Welcome back, Coaches. We’ve got some stories for you.
1. South Carolina coach Will Muschamp calls his shot in halftime interview (SEC Network)
Have you ever had the feeling that you tell the opposing coaching staff what play you’re going to run and STILL run it successfully? Well, South Carolina coach Will Muschamp didn’t exactly share his upcoming play call with the Kentucky coaching staff, but he DID share it with a national television audience. Muschamp said he wanted to get back to running the ball from the 12 formation to the nub side, and then he went ahead and ran it for a touchdown on the first play from scrimmage in the second half.
What is one offensive play call your team could run successfully even if the defense knew it was coming?
2. Flashback: Winning a Texas HS football state title can advance coaches to the NCAA or beyond. Here’s why many choose to stay at the grassroots level instead. (The Dallas Morning News)

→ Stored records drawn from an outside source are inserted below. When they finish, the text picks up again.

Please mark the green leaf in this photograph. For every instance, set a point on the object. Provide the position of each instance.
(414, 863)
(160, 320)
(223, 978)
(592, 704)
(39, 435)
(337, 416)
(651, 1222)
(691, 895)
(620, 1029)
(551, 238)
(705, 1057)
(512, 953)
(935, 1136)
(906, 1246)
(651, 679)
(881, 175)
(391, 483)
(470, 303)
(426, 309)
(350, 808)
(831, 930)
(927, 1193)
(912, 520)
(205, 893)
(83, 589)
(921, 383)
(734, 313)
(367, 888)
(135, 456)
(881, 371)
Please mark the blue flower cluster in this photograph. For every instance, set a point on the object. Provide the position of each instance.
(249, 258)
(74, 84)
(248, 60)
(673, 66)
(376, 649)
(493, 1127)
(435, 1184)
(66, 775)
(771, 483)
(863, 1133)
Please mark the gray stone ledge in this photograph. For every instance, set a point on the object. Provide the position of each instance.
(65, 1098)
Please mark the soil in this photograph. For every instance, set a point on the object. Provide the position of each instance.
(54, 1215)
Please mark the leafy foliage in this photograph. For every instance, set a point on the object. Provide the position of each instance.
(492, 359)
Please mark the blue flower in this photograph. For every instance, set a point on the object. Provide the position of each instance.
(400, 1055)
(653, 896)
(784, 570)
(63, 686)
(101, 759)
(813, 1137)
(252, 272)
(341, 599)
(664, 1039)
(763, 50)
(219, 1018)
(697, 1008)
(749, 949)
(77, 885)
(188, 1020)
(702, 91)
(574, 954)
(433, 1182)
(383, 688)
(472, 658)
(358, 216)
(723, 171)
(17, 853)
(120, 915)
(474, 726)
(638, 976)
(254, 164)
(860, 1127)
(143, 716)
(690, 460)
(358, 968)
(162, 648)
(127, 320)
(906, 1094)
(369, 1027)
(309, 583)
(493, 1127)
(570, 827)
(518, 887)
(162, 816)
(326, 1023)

Are you looking to advance your career to the college or even pro level? If so, this is an interesting read.
It explores which paths Texas high school football coaches can take in order to reach the highest level of coaching. Unsurprisingly, very few high school coaches have ambitions of reaching a higher level of football.
In a survey of Dallas-area head coaches, 59 of 70 anonymous respondents said they expect to remain in high school, at least for the next five years, citing their abilities to impact kids at a grassroots level and maintain stability for their families and personal lives as top priorities.
Opportunities for promotion, to college football or the NFL, exist. In some cases, we see coaches make the jump to college each year.
However, it’s important to understand that the coaching hot seats get much hotter at the next level. Job security is a big perk at the high school level.
Of the 59 Dallas-area teams to qualify for the Class 6A or 5A playoffs this season, 31 had head coaches who’ve led the program for at least five seasons, including 15 that have had the same coach for at least 10 seasons.
Of the 181 high school teams in the Dallas area, including public and private schools, just 21 endured head-coaching changes last offseason.
Meanwhile, four of the five Power Five programs in the state — Texas, Texas A&M, Texas Tech and Baylor — replaced head coaches in the last two seasons. That often leaves assistants also scrambling to find a new job or hoping to remain on staff under the next leader.
Where would you like to be coaching 10 years from now?
3. Show Your Toughness As a Coach (Coaches Toolbox)
This is a great column by University of Arkansas women’s basketball coach Mike Neighbors. It kind of flips the script of what coaching toughness is all about. It’s not about screaming at players and pounding your fist into your desk.
It’s about showing players had to face adversity and identify your own areas for improvement.
Athletes must trust their coach to handle bad news. If they trust you to handle bad news, they are more willing to share it. If you blast them the first time they do, you can bet they will be reluctant to do it again.
A tough coach can handle the truth (there is my Few Good Men mandatory reference).
If you handle bad news early in a season with a team or early in the career of an athlete, you will build trust that lasts forever. Betray that trust and you may never hear the whole truth and nothing but the truth again.
One of the greatest lessons a coach can give a player is to show that he recognizes he doesn’t know everything. Listen to your players, and surround yourself with smart coaches.
TOUGH coaches are not threatened by people smarter than they are. In fact, they seek them out and surround themselves with them. This is one of the easiest TOUGHNESS qualities to spot. If the head coach is the only person that ever talks in a huddle, they probably have not done this. If the head coach is the only person that has a voice in practice, they probably have not done this.
In what ways do you show your toughness to your players?